I had never noticed it before: nature’s attempt at architecture, her silken hands spinning a column of flowers that grew in a tinted cloud.
A tower that mocked gravity’s dour classroom, it broke rules, growing effervescent and high. It took root in the cement, leaning into the building like a frail buttress sustaining a cathedral with nothing more than a cacophony of petals.
It climbs like a child, with exploratory, reaching fingers. It crawls over wall and towards window, its pastel fragrance waiting outside to be announced – an invisible, scented calling card.
Its filigreed limbs reached across the roof – curling towards the sky, waiting for the bronzed droplets of light to fall.

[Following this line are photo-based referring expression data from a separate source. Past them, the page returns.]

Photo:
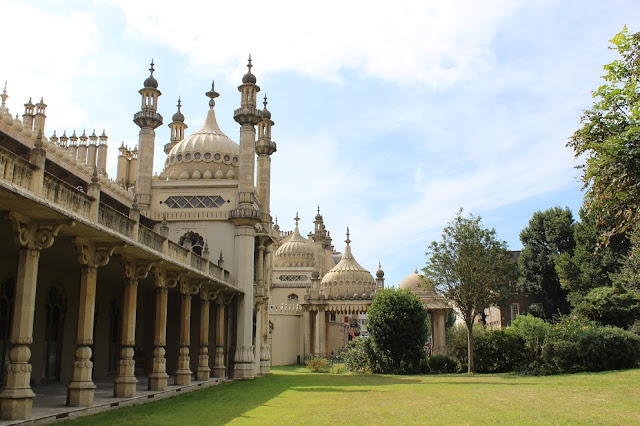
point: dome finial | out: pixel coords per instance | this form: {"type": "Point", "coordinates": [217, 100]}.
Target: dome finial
{"type": "Point", "coordinates": [212, 94]}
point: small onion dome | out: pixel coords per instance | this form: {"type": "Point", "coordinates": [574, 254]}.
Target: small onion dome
{"type": "Point", "coordinates": [297, 251]}
{"type": "Point", "coordinates": [249, 78]}
{"type": "Point", "coordinates": [379, 272]}
{"type": "Point", "coordinates": [150, 81]}
{"type": "Point", "coordinates": [178, 116]}
{"type": "Point", "coordinates": [414, 283]}
{"type": "Point", "coordinates": [347, 277]}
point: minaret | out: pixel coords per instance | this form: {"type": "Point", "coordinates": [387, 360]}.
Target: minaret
{"type": "Point", "coordinates": [122, 174]}
{"type": "Point", "coordinates": [177, 127]}
{"type": "Point", "coordinates": [82, 147]}
{"type": "Point", "coordinates": [245, 216]}
{"type": "Point", "coordinates": [92, 149]}
{"type": "Point", "coordinates": [40, 118]}
{"type": "Point", "coordinates": [102, 153]}
{"type": "Point", "coordinates": [4, 96]}
{"type": "Point", "coordinates": [27, 117]}
{"type": "Point", "coordinates": [264, 148]}
{"type": "Point", "coordinates": [148, 120]}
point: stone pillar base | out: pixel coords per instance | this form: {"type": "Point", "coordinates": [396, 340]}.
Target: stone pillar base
{"type": "Point", "coordinates": [242, 370]}
{"type": "Point", "coordinates": [183, 377]}
{"type": "Point", "coordinates": [158, 381]}
{"type": "Point", "coordinates": [219, 371]}
{"type": "Point", "coordinates": [80, 394]}
{"type": "Point", "coordinates": [203, 374]}
{"type": "Point", "coordinates": [125, 387]}
{"type": "Point", "coordinates": [16, 407]}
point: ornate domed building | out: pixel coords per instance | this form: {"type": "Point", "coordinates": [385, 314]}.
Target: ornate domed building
{"type": "Point", "coordinates": [436, 306]}
{"type": "Point", "coordinates": [319, 297]}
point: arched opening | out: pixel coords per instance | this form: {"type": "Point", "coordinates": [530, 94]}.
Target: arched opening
{"type": "Point", "coordinates": [192, 241]}
{"type": "Point", "coordinates": [7, 289]}
{"type": "Point", "coordinates": [55, 312]}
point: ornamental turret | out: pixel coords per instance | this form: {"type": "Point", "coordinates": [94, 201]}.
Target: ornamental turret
{"type": "Point", "coordinates": [148, 120]}
{"type": "Point", "coordinates": [264, 148]}
{"type": "Point", "coordinates": [28, 116]}
{"type": "Point", "coordinates": [177, 127]}
{"type": "Point", "coordinates": [40, 116]}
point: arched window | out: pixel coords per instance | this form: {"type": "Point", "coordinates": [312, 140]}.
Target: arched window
{"type": "Point", "coordinates": [193, 242]}
{"type": "Point", "coordinates": [7, 289]}
{"type": "Point", "coordinates": [55, 311]}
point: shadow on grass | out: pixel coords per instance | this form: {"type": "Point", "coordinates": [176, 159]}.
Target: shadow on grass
{"type": "Point", "coordinates": [221, 404]}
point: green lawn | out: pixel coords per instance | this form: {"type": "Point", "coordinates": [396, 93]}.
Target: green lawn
{"type": "Point", "coordinates": [292, 395]}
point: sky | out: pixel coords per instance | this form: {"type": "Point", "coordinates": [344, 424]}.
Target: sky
{"type": "Point", "coordinates": [391, 116]}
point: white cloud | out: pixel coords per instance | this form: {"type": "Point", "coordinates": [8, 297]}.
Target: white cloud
{"type": "Point", "coordinates": [431, 43]}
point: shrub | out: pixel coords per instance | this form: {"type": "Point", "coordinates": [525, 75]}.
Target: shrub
{"type": "Point", "coordinates": [358, 356]}
{"type": "Point", "coordinates": [533, 331]}
{"type": "Point", "coordinates": [338, 369]}
{"type": "Point", "coordinates": [575, 345]}
{"type": "Point", "coordinates": [318, 365]}
{"type": "Point", "coordinates": [495, 351]}
{"type": "Point", "coordinates": [442, 364]}
{"type": "Point", "coordinates": [397, 326]}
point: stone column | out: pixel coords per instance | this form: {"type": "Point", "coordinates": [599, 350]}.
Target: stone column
{"type": "Point", "coordinates": [218, 360]}
{"type": "Point", "coordinates": [322, 332]}
{"type": "Point", "coordinates": [183, 373]}
{"type": "Point", "coordinates": [158, 378]}
{"type": "Point", "coordinates": [125, 382]}
{"type": "Point", "coordinates": [306, 323]}
{"type": "Point", "coordinates": [81, 389]}
{"type": "Point", "coordinates": [265, 348]}
{"type": "Point", "coordinates": [16, 399]}
{"type": "Point", "coordinates": [204, 372]}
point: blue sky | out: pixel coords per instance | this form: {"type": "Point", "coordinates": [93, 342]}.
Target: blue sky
{"type": "Point", "coordinates": [390, 116]}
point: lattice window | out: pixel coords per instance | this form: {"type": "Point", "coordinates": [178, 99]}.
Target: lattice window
{"type": "Point", "coordinates": [293, 277]}
{"type": "Point", "coordinates": [194, 202]}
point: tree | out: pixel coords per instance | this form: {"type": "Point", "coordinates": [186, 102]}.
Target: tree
{"type": "Point", "coordinates": [609, 139]}
{"type": "Point", "coordinates": [396, 321]}
{"type": "Point", "coordinates": [591, 265]}
{"type": "Point", "coordinates": [548, 235]}
{"type": "Point", "coordinates": [471, 268]}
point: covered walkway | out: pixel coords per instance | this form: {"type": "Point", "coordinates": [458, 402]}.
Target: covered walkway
{"type": "Point", "coordinates": [50, 402]}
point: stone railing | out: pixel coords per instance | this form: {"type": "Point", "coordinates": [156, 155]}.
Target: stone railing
{"type": "Point", "coordinates": [150, 239]}
{"type": "Point", "coordinates": [178, 252]}
{"type": "Point", "coordinates": [14, 169]}
{"type": "Point", "coordinates": [66, 196]}
{"type": "Point", "coordinates": [113, 219]}
{"type": "Point", "coordinates": [199, 263]}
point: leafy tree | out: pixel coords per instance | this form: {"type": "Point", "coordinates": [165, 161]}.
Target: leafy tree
{"type": "Point", "coordinates": [471, 268]}
{"type": "Point", "coordinates": [609, 139]}
{"type": "Point", "coordinates": [611, 306]}
{"type": "Point", "coordinates": [548, 235]}
{"type": "Point", "coordinates": [591, 265]}
{"type": "Point", "coordinates": [396, 321]}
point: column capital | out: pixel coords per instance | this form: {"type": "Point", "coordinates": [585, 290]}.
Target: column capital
{"type": "Point", "coordinates": [90, 254]}
{"type": "Point", "coordinates": [35, 235]}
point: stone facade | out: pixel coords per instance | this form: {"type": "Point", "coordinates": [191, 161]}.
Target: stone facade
{"type": "Point", "coordinates": [139, 275]}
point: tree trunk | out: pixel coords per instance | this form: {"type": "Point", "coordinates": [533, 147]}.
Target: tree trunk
{"type": "Point", "coordinates": [470, 346]}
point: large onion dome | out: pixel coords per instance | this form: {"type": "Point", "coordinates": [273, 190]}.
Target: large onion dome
{"type": "Point", "coordinates": [297, 251]}
{"type": "Point", "coordinates": [206, 154]}
{"type": "Point", "coordinates": [348, 280]}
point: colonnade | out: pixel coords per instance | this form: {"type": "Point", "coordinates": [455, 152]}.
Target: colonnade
{"type": "Point", "coordinates": [16, 399]}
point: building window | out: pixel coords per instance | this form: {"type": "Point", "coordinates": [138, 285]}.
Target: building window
{"type": "Point", "coordinates": [194, 202]}
{"type": "Point", "coordinates": [515, 310]}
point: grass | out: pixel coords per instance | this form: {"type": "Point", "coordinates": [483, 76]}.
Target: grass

Strengthened by the bright nutrition, they will be encouraged to grow for the duration of the summer. The green cradle will continue to embrace the house in its complex grip.

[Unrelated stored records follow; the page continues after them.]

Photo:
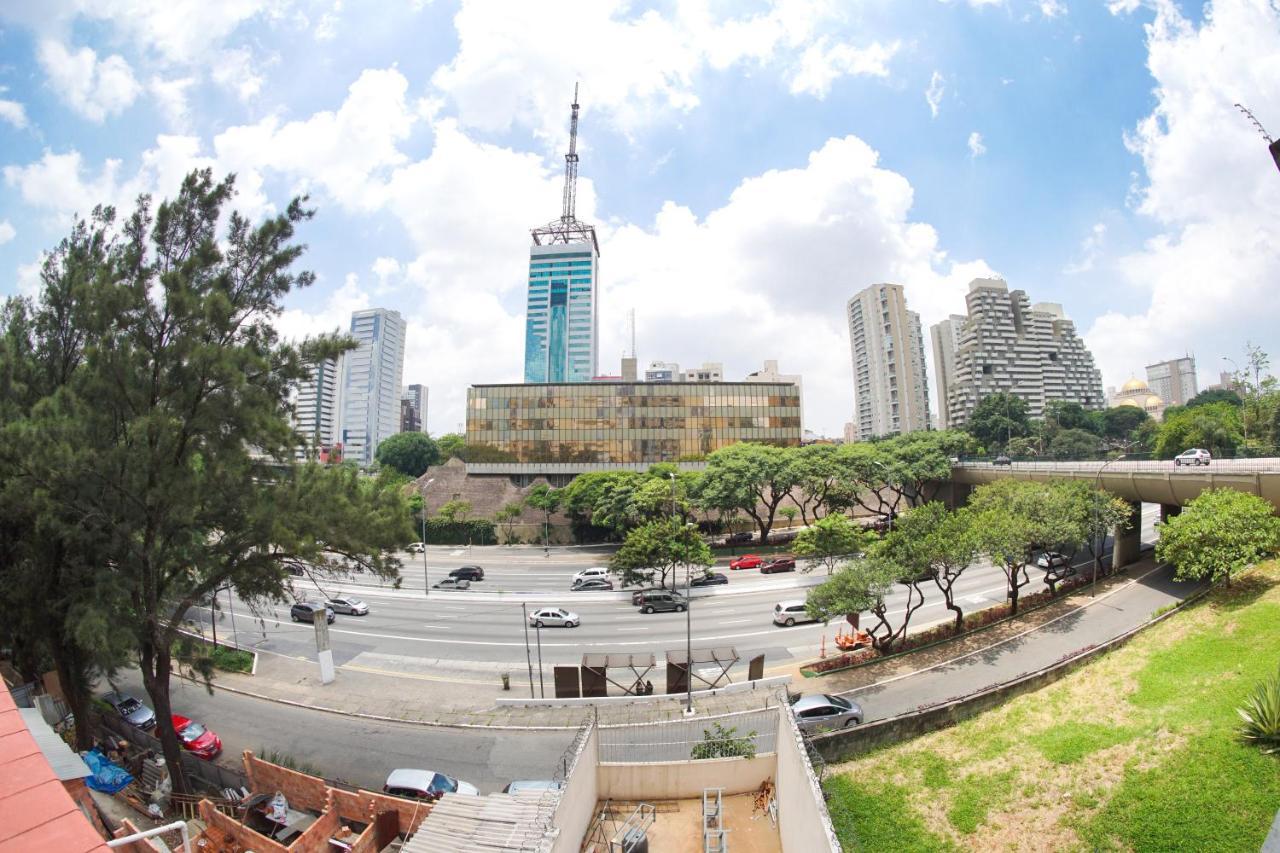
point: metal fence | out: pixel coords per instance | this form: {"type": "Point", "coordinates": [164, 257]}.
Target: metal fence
{"type": "Point", "coordinates": [675, 739]}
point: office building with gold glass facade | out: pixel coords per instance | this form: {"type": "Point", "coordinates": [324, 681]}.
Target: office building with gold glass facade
{"type": "Point", "coordinates": [570, 428]}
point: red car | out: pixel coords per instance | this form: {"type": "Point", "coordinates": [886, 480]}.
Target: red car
{"type": "Point", "coordinates": [196, 738]}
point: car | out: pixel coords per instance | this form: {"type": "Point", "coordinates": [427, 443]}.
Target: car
{"type": "Point", "coordinates": [531, 784]}
{"type": "Point", "coordinates": [131, 710]}
{"type": "Point", "coordinates": [452, 583]}
{"type": "Point", "coordinates": [789, 612]}
{"type": "Point", "coordinates": [554, 616]}
{"type": "Point", "coordinates": [348, 605]}
{"type": "Point", "coordinates": [590, 584]}
{"type": "Point", "coordinates": [305, 611]}
{"type": "Point", "coordinates": [662, 601]}
{"type": "Point", "coordinates": [592, 574]}
{"type": "Point", "coordinates": [823, 712]}
{"type": "Point", "coordinates": [1194, 456]}
{"type": "Point", "coordinates": [425, 784]}
{"type": "Point", "coordinates": [778, 564]}
{"type": "Point", "coordinates": [196, 738]}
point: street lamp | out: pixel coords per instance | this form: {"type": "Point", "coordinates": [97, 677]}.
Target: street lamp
{"type": "Point", "coordinates": [1102, 542]}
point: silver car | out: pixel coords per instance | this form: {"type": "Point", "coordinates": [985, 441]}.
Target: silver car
{"type": "Point", "coordinates": [554, 617]}
{"type": "Point", "coordinates": [823, 712]}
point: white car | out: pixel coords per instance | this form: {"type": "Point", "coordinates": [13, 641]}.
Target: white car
{"type": "Point", "coordinates": [1194, 456]}
{"type": "Point", "coordinates": [554, 616]}
{"type": "Point", "coordinates": [597, 573]}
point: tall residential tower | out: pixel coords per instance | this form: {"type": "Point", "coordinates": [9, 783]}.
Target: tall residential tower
{"type": "Point", "coordinates": [371, 383]}
{"type": "Point", "coordinates": [891, 393]}
{"type": "Point", "coordinates": [561, 323]}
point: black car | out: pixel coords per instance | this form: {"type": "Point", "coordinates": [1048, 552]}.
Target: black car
{"type": "Point", "coordinates": [305, 611]}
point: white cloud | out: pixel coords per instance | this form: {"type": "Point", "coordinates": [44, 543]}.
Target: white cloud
{"type": "Point", "coordinates": [1212, 190]}
{"type": "Point", "coordinates": [92, 87]}
{"type": "Point", "coordinates": [822, 63]}
{"type": "Point", "coordinates": [935, 92]}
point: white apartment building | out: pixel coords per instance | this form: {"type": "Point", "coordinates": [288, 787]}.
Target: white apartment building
{"type": "Point", "coordinates": [891, 393]}
{"type": "Point", "coordinates": [1173, 381]}
{"type": "Point", "coordinates": [1009, 345]}
{"type": "Point", "coordinates": [371, 383]}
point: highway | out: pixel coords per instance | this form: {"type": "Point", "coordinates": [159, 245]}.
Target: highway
{"type": "Point", "coordinates": [484, 632]}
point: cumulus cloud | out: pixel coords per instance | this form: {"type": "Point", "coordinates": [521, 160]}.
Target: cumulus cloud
{"type": "Point", "coordinates": [1211, 190]}
{"type": "Point", "coordinates": [92, 87]}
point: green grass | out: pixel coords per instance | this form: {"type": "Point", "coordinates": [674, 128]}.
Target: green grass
{"type": "Point", "coordinates": [876, 816]}
{"type": "Point", "coordinates": [1070, 742]}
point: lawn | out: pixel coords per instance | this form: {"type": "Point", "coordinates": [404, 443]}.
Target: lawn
{"type": "Point", "coordinates": [1134, 752]}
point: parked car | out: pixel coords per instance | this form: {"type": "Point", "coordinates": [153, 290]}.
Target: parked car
{"type": "Point", "coordinates": [196, 738]}
{"type": "Point", "coordinates": [131, 710]}
{"type": "Point", "coordinates": [789, 612]}
{"type": "Point", "coordinates": [778, 564]}
{"type": "Point", "coordinates": [662, 601]}
{"type": "Point", "coordinates": [452, 583]}
{"type": "Point", "coordinates": [822, 712]}
{"type": "Point", "coordinates": [348, 605]}
{"type": "Point", "coordinates": [1194, 456]}
{"type": "Point", "coordinates": [592, 584]}
{"type": "Point", "coordinates": [554, 617]}
{"type": "Point", "coordinates": [305, 611]}
{"type": "Point", "coordinates": [592, 574]}
{"type": "Point", "coordinates": [425, 784]}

Yet when Autumn comes – riding an equinox across the sky’s astrological arch – the sun will begin to recede. It will bequeath its precious time to the moon, who has waited like a jealous mistress behind the twilight. With daylight’s retreat, the flowering plants suffer in their sad gardens. Their heads droop as they weep away their colors in a seasonal grief.
What of the taunting tower then? It will weaken and crumble – petals will shrivel and fall like discarded, sepia messages; leaves will twist in their atrophy. And then the owner of the house will come out one afternoon to tear down the brave efforts of the growing time, initiating a dying harvest.
Yet for all its muscular gaiety, for all its blossoming power, I had never noticed the spinning column before. Now, each evening I make sure I stop to admire its exquisite recklessness. And in the winter I will stop to remember the testament of the once-warm communication between earth and sun; a bridge that dared to grow into the welcoming sky.